大手企業の下請けの下請け、電化製品のパーツを製造し続ける底辺の会社は残業代も出ない為に貯金も増えることはない。このままこの会社で働き続けるのかと思うと苦しくはなるものの、辞めて違う場所に働き口を見つける勇気もない。
社員48人の中、ブルカラー組の僕はどんな風に見えるんだろうか。
それとも、見えてすらいないのかも。
事務、営業、現場、少ない人数の中で僕がもらった役目は人数が足りない分野にヘルプするという役目だ。僕を含めて5人がやってる。
メモして忘れないようにしても次の日にはまた違う部署で働く。中途半端な知識はあっても何処の位置にもいない。だからこの会社を知らない。
でも周りはよく僕の名前を言う。
『それ広野に頼んだ』
『広野、これの後は頼む』
『広野、お前仕事舐めてんの?』
繰り返される毎日は、色も音も無く淡々と過ぎていく。
代わり映えしない、そんな朝だった。
「広野、悪いんだけどこの犬捨ててきて」
その言葉を聞いた時は、さすがに。
「今日会社に着いたら入り口にダンボールあってさ、中見たらこの犬いたんだよ」
「…………す、てる?」
「ちゃんと俺の話聞いてる?捨ててこいって言ってんの、コレ」
コレ、と渡されたダンボールは冷たいし小さくて。
「まー、たぶん、そろそろ死んじゃうからさ」
まるで死ぬから大丈夫だよと言ったみたいだ。営業の松野さんは手をひらひらさせてすぐに背中を向けて去って行く。
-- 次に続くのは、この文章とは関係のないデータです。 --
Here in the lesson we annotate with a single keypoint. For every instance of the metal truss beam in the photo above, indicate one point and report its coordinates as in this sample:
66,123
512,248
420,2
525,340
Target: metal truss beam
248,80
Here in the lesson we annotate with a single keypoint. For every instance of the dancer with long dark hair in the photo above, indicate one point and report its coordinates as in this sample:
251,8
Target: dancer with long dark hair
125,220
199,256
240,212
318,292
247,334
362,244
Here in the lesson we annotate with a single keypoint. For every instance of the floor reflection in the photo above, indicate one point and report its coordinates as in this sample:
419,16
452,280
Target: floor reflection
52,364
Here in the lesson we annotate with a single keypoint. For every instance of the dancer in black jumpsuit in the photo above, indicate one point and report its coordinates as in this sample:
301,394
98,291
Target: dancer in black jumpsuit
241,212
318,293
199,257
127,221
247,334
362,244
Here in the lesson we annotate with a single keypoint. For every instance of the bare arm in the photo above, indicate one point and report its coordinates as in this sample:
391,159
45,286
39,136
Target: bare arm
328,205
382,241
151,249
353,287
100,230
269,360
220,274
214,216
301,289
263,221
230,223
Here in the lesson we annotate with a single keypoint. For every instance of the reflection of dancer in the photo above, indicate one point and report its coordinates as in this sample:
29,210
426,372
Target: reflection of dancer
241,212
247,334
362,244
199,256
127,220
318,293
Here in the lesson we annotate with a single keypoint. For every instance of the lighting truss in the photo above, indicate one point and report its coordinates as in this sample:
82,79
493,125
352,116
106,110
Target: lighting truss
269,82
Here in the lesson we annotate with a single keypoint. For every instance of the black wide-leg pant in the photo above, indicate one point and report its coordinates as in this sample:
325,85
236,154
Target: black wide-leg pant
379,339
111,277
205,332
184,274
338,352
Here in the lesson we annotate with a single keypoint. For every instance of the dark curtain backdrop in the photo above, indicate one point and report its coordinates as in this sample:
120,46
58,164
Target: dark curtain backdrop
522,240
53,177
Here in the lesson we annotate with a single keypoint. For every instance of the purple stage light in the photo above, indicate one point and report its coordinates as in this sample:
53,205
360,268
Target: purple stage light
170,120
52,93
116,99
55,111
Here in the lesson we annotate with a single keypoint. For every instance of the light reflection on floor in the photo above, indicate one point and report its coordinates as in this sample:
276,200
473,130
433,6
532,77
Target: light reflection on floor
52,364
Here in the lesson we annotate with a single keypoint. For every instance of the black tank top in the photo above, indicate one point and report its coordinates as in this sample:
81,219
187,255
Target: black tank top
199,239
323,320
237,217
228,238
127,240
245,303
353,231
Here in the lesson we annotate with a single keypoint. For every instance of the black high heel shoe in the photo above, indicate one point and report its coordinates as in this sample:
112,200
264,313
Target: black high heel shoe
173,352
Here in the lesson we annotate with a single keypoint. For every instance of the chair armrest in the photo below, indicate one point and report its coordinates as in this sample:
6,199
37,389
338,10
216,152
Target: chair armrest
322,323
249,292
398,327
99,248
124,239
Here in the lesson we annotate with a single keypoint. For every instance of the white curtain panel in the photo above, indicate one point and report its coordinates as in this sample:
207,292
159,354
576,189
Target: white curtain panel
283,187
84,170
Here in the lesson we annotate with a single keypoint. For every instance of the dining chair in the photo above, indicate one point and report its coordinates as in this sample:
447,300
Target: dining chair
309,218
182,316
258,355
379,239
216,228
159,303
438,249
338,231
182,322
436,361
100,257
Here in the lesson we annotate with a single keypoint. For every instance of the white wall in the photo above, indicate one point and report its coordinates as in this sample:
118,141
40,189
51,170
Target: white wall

受け取ったダンボールの中を見れば汚れた茶色の小さな子犬が弱々しく僕に鼻を向けてクンクンと匂いを感じ取ろうとしてきた。子犬は箱の中で寒そうに震えていて、素人目から見ても弱っているのは明らかだった。
これはさすがに違うって。
営業用の車のキーを受け取り、すぐにエンジンをかけて暖房を最大にする。
古い車は暖房なんてすぐに効いてはくれないくて暖まるまではそれなりに時間がかかる。
エンジンを回転させる為にギアをPに入れたままアクセルを踏み、現場担当の誰かが工場から顔を出してた。
噴かした音が駐車場内で響いても関係ない、だって死にそうな子犬がダンボールの中にいたから。
最初のコメントを投稿しよう!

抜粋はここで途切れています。